For one reason or another — call it typecasting — people who make horror films tend to specialize in the same.
Directors like F.W. Murnau, Tod Browning and James Whale (who, ironically, chose to direct a horror film because he was being typecast as a specialist in war movies) started this trend, which has endured through the years to encompass such filmmakers as Jacques Tourneur, Terence Fisher, etc. In more modern terms, it’s been fellows like Tobe Hooper, Wes Craven and John Carpenter who, for better or worse, have inherited the mantle. Along with these luminaries and quasi-luminaries there have also been a number of also-ran schlockmeisters — directors whose names are known only to really hardcore enthusiasts.

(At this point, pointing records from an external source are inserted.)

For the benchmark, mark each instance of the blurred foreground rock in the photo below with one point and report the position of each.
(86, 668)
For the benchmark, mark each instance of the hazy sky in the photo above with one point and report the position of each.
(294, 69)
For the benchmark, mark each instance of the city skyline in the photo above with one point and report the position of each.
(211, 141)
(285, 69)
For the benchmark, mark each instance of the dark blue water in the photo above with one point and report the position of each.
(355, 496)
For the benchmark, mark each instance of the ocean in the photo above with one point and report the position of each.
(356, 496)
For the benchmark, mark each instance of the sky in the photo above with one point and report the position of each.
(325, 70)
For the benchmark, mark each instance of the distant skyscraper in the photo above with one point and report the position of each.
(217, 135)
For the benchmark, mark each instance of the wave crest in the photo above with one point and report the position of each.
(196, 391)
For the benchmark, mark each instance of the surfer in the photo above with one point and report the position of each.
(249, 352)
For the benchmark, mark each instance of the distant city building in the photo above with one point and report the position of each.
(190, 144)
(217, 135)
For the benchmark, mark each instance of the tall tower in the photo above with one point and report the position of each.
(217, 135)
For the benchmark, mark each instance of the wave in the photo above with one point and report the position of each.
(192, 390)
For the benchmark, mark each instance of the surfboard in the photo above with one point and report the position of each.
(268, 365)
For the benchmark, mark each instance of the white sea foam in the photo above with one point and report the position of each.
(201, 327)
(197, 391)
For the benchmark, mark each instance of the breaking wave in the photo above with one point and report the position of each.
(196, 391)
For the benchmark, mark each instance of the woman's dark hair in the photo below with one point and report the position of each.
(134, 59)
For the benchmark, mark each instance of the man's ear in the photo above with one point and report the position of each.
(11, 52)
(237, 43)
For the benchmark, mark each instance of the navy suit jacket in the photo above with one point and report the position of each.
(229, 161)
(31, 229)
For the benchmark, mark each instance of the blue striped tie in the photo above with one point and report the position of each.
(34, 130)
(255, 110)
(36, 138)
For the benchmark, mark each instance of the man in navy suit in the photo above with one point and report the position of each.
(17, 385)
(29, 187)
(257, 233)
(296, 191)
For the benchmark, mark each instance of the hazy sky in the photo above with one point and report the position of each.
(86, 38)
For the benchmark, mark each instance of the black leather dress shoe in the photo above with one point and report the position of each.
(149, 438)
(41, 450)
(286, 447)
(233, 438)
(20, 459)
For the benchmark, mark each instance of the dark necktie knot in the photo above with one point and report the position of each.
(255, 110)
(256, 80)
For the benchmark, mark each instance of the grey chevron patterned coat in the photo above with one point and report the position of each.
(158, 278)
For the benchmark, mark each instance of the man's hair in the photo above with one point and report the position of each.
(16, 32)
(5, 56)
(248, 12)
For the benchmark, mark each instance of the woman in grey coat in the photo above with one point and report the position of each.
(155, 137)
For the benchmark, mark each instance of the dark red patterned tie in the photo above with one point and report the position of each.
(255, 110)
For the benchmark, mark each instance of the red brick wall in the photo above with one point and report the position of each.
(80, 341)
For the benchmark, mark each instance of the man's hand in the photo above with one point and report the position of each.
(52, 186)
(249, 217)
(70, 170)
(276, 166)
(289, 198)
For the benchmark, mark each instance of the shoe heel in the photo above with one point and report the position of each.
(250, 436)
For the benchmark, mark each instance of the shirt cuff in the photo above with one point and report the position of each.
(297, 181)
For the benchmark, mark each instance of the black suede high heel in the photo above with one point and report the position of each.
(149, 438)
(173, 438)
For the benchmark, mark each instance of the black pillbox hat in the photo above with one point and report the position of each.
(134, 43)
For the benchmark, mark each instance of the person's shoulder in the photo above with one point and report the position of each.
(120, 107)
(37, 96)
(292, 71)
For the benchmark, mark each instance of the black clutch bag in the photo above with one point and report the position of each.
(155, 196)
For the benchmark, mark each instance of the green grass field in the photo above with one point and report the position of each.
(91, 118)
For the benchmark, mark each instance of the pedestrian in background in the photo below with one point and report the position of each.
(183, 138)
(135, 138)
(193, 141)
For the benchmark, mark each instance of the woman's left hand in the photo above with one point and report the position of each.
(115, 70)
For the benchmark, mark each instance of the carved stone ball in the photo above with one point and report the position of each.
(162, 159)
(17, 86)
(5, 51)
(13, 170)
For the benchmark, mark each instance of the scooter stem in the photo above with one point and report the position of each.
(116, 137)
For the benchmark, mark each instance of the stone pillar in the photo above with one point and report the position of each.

Ever hear of Frank Strayer? Phil Rosen? William Nigh? Jim Wynorski? Kevin S. Tenney? Steve Miner? No, probably not, and if Steve Beck — the latest to make a bid for a place in the horror-movie pantheon — keeps making movies like Thirteen Ghosts and Ghost Ship, you’re not likely to hear much about him, either.
I didn’t hate last year’s Thirteen Ghosts, nor can I say I hate Ghost Ship. Thirteen Ghosts was unregenerate schlock — a good-natured, nasty remake of a good-natured piece of schlock exploitation, 1960 style. It wasn’t good, but it was watchable junk. Ghost Ship also isn’t good, but it’s somewhat less watchable. Strictly speaking, it’s what we call, in critical parlance, a mess.
The story line is a predictable rehash of The Shining — only on a ship. We have a red-hot-mama ghost (Francesca Rettondini) who turns into a rotting hag. And instead of an elevator that gushes blood, we have a swimming pool that fills up with it. How predictable is it? Well, let’s see… there’s dirty work afoot among the characters, all but one of whom have known each other for years. Can you spot the culprit? Hmmm. (We won’t even discuss the character’s innate creepiness or the transparently “clever” name.) And when Ghost Ship isn’t being predictable or derivative, it’s being cheesy and incomprehensible. Just exactly what accent is Gabriel Byrne using? He can’t seem to decide if he’s supposed to be from Brooklyn or Dublin. (What is he doing in this movie in the first place?)
Structurally, Ghost Ship is in the mould of the old Omen pictures where the “kick” isn’t suspense in any normal sense. You know these characters — about whom you’ve been given no reason to care — are going to be sleeping with the fishes. It’s just a question of what new and clever way the film can figure out to off them. (“Hey, let’s lock him in the ship’s aquarium!” The what? Well, this ship has one.) The movie even starts this way — with a physically impossible “gag” wherein a dance floor full of people is sliced in two by a cable. Oh, sure, it’s a nice gory starting point — so long as you are able to buy into the effect-looking CGI monkeyshines, and you don’t wonder exactly how a group of people cleaved in twain by a taut horizontal wire could be sliced at different levels.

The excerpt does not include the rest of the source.